7 Replies Latest reply on Jun 26, 2013 6:59 PM by Hannah Liang

    file types and heat transfer between two temperature air

    Hannah Liang

      Hi, all,

       

      I am trying to find a description regarding SWFS file type, such as fld means result file, etc... Where are they?

       

      And FS could solve two different temperature fluid mixing problem, but there is no example. I need to check heat transfer in solids box in physical feature even though I don't have any solid inside fluid region, just two fluid mixing together. Am I correct?

       

      Thanks for help.

       

      hannah

        • Re: file types and heat transfer between two temperature air
          Bill McEachern

          No I don't think you are correct. Just make a box with 2 inlet and one outlet. Put in the same fluid at two different temperature and plot temperature. They just as easily can be different fluids.

          file extensions...not really well documented but if you take the trainng course they have a slide with what's what.

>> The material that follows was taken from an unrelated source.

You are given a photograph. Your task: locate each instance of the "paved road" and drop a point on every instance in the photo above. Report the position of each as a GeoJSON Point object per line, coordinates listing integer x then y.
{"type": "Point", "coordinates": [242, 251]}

          • Re: file types and heat transfer between two temperature air
            Jared Conway

            file types are described in the help and the solidworks discussion forum. if you're running steady state analyses, you should only care about x.fld where x is a number that corresponds to the flow results directory for your study. if you have transient, there will be a sequence of fld files you'll want to save.

             

            here's an excerpt from the help:

             

            Flow Simulation stores results in the <ProjectDirectory>.fld file. This file is stored in the project folder accessible by clicking Flow Simulation > Project > Open Project Directory. The r_000000.fld file contains results obtained for the zero iteration, i.e. initial computational mesh and initial parameters distribution.

             

            regarding your other question, i'm trying to understand the root of your question. are you asking what the option "heat conduction in solids" means?

             

            if that is the case, if you don't include it, you're solving a fluid only problem. temperature and mixing still happens, but only in the fluid. it doesn't get transmit to the solids. I think they are considered adiabatic/insulators. so you might want to consider what that means in your problem.

             

            if you choose "heat conduction in the solids only", then no flow problem is solved at all, only conduction problem and the associated convection and radiation that you apply manually.